Thursday, January 14, 2010

No Reluctance To Help


The American people will have to learn to figure out which news stories are legitimate and which aren’t. Haiti, big; Health Care, big; Brown vs. Coakley, big; Tiger Woods, not important; what Harry Reid said (about anything other than Health Care), not important; NBC’s nighttime scheduling problems, not important.

I listed both the Haiti earthquake and the Brown vs. Coakley contest next week as seminal. They are both equally important. No priority should be ascribed to either one at the expense of the other. There may be those who would seek to diminish the significance of the Massachusetts Special Election by talking about Haiti or Tiger. Haiti is by far a most immediately compelling issue. The tear in the fabric of humanity is palpable. The cries are real; the pain runs deep – as does the desire to do what we can to help.

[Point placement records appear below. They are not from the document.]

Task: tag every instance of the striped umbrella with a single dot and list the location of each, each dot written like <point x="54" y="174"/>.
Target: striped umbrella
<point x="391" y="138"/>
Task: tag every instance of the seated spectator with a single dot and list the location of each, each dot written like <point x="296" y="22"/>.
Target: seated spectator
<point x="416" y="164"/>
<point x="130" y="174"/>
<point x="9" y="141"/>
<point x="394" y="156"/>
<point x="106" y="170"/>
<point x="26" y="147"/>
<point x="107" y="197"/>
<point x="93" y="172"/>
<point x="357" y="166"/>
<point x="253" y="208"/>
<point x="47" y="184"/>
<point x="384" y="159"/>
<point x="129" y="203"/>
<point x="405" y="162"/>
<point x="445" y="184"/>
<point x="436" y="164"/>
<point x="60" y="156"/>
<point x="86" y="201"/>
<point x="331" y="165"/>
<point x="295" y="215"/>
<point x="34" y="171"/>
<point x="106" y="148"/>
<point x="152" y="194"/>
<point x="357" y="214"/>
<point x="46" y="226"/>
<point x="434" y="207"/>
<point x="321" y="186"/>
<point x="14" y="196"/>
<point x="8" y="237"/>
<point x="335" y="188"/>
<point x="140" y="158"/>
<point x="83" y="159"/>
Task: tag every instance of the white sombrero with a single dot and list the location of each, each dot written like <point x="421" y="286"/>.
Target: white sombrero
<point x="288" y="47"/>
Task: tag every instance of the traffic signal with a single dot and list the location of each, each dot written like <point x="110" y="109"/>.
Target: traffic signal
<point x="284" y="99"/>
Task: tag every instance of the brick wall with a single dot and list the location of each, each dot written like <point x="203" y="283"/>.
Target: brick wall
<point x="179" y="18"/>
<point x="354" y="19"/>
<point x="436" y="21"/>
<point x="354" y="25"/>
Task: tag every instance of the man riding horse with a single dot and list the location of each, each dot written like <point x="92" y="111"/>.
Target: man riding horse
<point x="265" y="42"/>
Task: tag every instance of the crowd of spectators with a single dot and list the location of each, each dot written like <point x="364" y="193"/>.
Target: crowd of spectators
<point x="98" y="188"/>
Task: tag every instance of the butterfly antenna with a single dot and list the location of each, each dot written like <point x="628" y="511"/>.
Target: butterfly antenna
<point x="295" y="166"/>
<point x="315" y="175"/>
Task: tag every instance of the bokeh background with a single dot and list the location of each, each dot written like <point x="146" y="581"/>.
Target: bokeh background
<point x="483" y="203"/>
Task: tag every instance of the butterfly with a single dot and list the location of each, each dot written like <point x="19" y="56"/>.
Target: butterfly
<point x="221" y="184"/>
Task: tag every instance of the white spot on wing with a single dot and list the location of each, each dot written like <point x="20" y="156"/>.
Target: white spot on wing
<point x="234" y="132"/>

The Massachusetts Special Election fight is real as well. It offers us a chance for at least a token roll-back of the Obama Administration’s Marxist agenda for America. I’m not so naïve as to think that a Brown win would automatically stop Health Care legislation. Neither will it undo other, to my mind, detestable things that have already been done. It’s the symbolism here that’s important. It’s to show that there’s still some fight left in the opposition; that there’s still hope; that there might still be enough of us to right this listing ship of state. And that if this spirit can be found in Massachusetts (of all places), it can surely be found anywhere else in triplicate. Were such a signal heard throughout the land, momentum would build for the consensus to do something – NOW. Not next year; not next election; not two elections from now.

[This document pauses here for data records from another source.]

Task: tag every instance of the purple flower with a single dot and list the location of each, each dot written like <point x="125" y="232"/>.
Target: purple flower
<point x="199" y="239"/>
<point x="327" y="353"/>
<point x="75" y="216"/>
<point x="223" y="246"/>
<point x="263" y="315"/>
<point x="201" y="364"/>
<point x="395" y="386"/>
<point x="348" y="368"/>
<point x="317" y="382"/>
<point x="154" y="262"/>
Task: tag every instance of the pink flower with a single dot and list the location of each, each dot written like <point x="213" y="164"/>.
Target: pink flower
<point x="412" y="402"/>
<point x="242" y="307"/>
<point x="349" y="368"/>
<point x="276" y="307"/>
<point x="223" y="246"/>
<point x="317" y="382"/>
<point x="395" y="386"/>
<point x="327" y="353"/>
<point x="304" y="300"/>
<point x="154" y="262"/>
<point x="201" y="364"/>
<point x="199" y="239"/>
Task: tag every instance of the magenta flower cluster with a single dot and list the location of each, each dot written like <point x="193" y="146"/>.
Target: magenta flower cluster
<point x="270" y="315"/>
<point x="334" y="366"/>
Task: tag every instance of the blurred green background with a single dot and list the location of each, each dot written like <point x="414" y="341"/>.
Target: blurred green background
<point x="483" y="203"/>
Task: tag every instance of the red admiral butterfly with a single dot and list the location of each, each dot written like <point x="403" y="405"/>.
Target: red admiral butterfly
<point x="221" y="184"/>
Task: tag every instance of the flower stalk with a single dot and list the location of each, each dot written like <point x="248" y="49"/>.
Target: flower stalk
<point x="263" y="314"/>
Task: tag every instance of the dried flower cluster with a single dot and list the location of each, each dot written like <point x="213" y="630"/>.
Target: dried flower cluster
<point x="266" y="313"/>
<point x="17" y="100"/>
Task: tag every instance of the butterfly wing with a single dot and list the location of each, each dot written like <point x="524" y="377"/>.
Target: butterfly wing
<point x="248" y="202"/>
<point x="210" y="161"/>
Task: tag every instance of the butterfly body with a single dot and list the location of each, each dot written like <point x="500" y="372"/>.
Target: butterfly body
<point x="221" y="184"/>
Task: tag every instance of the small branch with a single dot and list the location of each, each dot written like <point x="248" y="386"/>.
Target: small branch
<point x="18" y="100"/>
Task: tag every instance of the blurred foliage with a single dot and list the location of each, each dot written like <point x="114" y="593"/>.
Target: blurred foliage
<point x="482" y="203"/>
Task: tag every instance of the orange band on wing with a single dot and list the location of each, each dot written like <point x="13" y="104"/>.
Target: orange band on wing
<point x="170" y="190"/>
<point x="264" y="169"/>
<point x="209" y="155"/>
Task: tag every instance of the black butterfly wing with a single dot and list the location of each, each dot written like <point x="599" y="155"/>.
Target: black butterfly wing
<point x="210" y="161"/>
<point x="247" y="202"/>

Barack Hussein Obama must be stopped NOW. He and those encouraging him must be shown that they are cutting against the grain of the American experience. They must be convinced that by pursuing this course, they will suffer consequences. Nothing short of a solid Brown win in Massachusetts next week could do more to nudge the current administration toward epiphany. Yes, the earthquake in Haiti deserves coverage and personal effort. But so would an earthquake along the political fault line that runs through Massachusetts at the moment.

Lastly, I would ask everyone to consider just how we would find ourselves in a position to help out in Haiti or anywhere else where disaster might strike if all the egalitarian policies were to become part and parcel of ourselves like Obama wants. I don’t see any of his good socialist buddies from around the world offering to help. Neither have I noted any reluctance by our own country – still operating under the burden of residual (Bush) evil – to do so.